2) Transfer to a third washbasin. The chemicals in the tap water should kill a lot of the little contaminants beasties as well provide a chance to pick off and clean the plants manually.

Step 3: Potting Up Plants

You will need some planters that will let water in. Gardening centers or aquatic plant sellers usually have square or round pots that have perforated holes throughout. They come in several sizes and heights. If you need them really shallow like I did in this project consider cutting the size down with scissors. The upper deck pool to my pond is only 3-6" deep.

1) Cut a piece of burlap to line the planter. The idea here is to hold in the soil so it doesnt all wash away.

2) Put a few small stones in the bottom of the planter for ballast, to keep the planter sunk and not drifting about.

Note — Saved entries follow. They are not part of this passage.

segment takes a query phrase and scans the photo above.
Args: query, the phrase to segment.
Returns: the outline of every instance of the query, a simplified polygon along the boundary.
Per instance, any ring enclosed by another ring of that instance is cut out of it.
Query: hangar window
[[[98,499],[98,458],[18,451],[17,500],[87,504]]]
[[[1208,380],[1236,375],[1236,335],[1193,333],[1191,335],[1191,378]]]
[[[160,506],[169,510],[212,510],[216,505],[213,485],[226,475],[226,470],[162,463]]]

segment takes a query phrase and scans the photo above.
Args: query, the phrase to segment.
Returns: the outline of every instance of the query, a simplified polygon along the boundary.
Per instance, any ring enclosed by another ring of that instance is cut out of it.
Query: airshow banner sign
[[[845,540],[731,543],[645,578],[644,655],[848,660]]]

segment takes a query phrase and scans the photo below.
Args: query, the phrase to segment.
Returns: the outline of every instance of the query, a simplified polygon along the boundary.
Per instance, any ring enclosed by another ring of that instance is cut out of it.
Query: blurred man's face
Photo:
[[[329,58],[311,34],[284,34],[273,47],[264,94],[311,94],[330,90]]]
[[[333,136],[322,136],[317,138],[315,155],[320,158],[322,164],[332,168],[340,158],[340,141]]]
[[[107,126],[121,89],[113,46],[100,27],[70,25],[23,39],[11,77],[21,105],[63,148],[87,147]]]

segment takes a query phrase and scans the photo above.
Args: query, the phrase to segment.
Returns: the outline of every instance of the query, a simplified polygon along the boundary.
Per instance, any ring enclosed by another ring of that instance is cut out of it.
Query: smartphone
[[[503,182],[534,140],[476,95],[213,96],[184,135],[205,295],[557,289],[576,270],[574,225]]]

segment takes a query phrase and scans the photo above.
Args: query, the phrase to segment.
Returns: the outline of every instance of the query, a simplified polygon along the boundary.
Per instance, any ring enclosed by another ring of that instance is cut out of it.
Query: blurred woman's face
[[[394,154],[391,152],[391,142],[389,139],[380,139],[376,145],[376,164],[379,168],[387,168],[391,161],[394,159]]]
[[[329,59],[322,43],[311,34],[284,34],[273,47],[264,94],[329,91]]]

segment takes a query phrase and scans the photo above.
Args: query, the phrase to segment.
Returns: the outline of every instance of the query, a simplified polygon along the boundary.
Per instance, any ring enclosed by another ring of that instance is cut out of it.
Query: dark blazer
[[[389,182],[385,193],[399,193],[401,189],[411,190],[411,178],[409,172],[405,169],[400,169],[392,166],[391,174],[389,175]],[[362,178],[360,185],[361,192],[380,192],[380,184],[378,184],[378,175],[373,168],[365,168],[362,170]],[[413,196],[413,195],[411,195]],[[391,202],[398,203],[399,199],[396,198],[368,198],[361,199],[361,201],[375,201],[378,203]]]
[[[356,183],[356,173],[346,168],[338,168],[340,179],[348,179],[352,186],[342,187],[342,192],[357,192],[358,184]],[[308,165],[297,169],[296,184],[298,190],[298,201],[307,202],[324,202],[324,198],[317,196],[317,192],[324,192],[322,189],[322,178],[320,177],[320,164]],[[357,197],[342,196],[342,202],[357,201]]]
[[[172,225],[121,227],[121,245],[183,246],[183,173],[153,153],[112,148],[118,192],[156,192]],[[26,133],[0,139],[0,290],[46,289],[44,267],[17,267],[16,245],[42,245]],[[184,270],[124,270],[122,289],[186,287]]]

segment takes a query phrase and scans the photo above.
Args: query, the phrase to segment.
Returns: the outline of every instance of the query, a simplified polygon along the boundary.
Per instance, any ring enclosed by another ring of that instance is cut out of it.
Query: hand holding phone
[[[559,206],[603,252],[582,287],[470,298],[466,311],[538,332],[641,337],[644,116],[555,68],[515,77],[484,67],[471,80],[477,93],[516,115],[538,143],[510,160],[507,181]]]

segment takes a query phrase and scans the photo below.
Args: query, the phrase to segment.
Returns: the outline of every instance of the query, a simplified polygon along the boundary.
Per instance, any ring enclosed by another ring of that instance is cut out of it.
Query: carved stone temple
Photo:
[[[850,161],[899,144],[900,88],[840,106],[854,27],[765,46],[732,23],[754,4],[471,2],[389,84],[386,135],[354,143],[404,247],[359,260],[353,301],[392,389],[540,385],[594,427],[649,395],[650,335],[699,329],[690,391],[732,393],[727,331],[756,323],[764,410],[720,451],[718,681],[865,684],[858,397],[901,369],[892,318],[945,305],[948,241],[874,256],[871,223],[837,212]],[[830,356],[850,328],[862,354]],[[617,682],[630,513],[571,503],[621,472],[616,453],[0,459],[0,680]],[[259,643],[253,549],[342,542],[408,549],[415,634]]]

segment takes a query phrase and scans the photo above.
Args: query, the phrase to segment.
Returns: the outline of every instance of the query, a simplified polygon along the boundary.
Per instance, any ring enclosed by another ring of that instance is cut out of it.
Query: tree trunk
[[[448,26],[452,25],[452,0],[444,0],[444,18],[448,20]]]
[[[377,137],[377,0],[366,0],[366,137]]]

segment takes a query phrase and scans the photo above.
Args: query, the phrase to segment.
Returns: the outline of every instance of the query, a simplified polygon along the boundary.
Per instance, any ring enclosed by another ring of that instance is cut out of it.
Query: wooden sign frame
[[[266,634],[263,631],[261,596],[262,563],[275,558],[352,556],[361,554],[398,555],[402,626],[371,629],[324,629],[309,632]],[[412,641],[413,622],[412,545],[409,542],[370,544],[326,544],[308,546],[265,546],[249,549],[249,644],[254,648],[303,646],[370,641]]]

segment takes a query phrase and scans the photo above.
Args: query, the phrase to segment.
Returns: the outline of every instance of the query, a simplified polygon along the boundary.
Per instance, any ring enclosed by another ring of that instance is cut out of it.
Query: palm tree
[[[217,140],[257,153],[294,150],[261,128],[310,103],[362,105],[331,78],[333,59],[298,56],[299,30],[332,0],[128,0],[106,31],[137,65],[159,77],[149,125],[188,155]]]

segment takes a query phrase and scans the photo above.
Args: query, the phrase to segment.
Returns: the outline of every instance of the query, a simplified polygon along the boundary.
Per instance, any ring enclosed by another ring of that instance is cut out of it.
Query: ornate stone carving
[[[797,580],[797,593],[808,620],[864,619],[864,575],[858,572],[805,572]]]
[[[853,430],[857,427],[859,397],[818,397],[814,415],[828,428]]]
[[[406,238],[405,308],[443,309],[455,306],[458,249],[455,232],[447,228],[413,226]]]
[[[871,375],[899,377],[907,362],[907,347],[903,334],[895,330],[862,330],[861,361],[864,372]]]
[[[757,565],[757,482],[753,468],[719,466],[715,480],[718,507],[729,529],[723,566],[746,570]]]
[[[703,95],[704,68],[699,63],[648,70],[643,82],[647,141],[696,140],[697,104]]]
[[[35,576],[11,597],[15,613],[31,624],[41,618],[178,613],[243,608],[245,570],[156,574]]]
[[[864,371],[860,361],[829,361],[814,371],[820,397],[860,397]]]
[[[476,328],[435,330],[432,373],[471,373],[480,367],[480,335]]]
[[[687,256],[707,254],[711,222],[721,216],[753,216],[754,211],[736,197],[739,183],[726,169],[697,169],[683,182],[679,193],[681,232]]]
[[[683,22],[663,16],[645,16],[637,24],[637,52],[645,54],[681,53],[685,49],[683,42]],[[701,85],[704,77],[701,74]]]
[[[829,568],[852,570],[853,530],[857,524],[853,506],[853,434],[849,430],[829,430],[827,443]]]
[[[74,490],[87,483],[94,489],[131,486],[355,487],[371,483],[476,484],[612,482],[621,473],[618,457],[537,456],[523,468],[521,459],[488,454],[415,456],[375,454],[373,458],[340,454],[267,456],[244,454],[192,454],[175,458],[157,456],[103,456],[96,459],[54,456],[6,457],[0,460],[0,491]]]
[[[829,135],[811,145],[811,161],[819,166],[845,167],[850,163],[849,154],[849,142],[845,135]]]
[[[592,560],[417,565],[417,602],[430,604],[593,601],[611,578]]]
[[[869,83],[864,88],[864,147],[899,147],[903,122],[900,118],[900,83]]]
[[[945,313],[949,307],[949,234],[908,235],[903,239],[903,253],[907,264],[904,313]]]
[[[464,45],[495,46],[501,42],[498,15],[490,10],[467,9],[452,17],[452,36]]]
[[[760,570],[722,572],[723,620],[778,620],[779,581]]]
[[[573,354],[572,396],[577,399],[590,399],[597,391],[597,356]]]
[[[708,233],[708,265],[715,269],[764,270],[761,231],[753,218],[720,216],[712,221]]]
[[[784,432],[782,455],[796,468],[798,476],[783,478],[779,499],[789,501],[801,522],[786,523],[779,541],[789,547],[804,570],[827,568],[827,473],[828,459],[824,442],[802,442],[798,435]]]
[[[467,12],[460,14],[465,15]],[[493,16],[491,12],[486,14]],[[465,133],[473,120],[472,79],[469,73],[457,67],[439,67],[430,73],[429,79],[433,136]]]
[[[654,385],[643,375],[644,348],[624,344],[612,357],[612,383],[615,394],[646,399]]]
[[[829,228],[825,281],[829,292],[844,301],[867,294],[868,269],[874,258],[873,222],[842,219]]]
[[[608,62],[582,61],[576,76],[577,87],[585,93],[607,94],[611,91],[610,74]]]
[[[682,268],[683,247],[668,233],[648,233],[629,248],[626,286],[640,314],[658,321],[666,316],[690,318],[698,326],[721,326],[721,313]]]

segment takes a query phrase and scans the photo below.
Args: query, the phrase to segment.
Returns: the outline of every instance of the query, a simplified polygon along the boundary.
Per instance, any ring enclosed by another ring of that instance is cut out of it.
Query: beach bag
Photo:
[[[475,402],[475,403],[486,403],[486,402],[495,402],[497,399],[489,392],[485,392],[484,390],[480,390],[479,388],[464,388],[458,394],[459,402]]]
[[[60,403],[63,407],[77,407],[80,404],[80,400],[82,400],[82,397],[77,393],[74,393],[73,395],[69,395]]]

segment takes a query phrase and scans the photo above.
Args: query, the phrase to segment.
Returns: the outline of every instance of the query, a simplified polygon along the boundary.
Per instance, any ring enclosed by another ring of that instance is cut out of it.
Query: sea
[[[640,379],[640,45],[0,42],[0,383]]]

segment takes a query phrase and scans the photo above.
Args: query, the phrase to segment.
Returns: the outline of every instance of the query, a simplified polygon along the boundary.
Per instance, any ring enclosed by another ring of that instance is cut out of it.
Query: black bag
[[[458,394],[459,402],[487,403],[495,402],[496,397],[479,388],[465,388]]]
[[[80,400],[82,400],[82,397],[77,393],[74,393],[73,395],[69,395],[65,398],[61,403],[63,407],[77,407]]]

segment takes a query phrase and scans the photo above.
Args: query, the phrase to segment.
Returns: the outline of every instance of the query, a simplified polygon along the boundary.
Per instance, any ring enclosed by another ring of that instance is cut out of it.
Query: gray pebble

3) Put a layer of planting soil into next.

4) Place the plants so they have room to grow, tuck in the roots.

5) Fill planter with more soil.

6) Top off the soil with small pea gravel to keep the soil contained.

7) Get the plants back in the water where they are happiest ASAP.

Step 4: Sit Back and Enjoy Your Pond Plants

Now you can sit back and enjoy your pond plants, knowing you saved a kings ransom on special aquatic plants. Or at least freed up your cash to buy those special plants not native to your area.

A few final words of caution when gathering native plants 

1) Stay away from conservation, preservation properties.

2) Take only plants that are in abundance.

3) If your pond drains into other waters, waterways etc, you need to be very careful of the plants you relocate. Stick with ones downstream of your pond so you dont contaminate the environment.

4) Never use invasive species, even blown seeds and birds will spread them.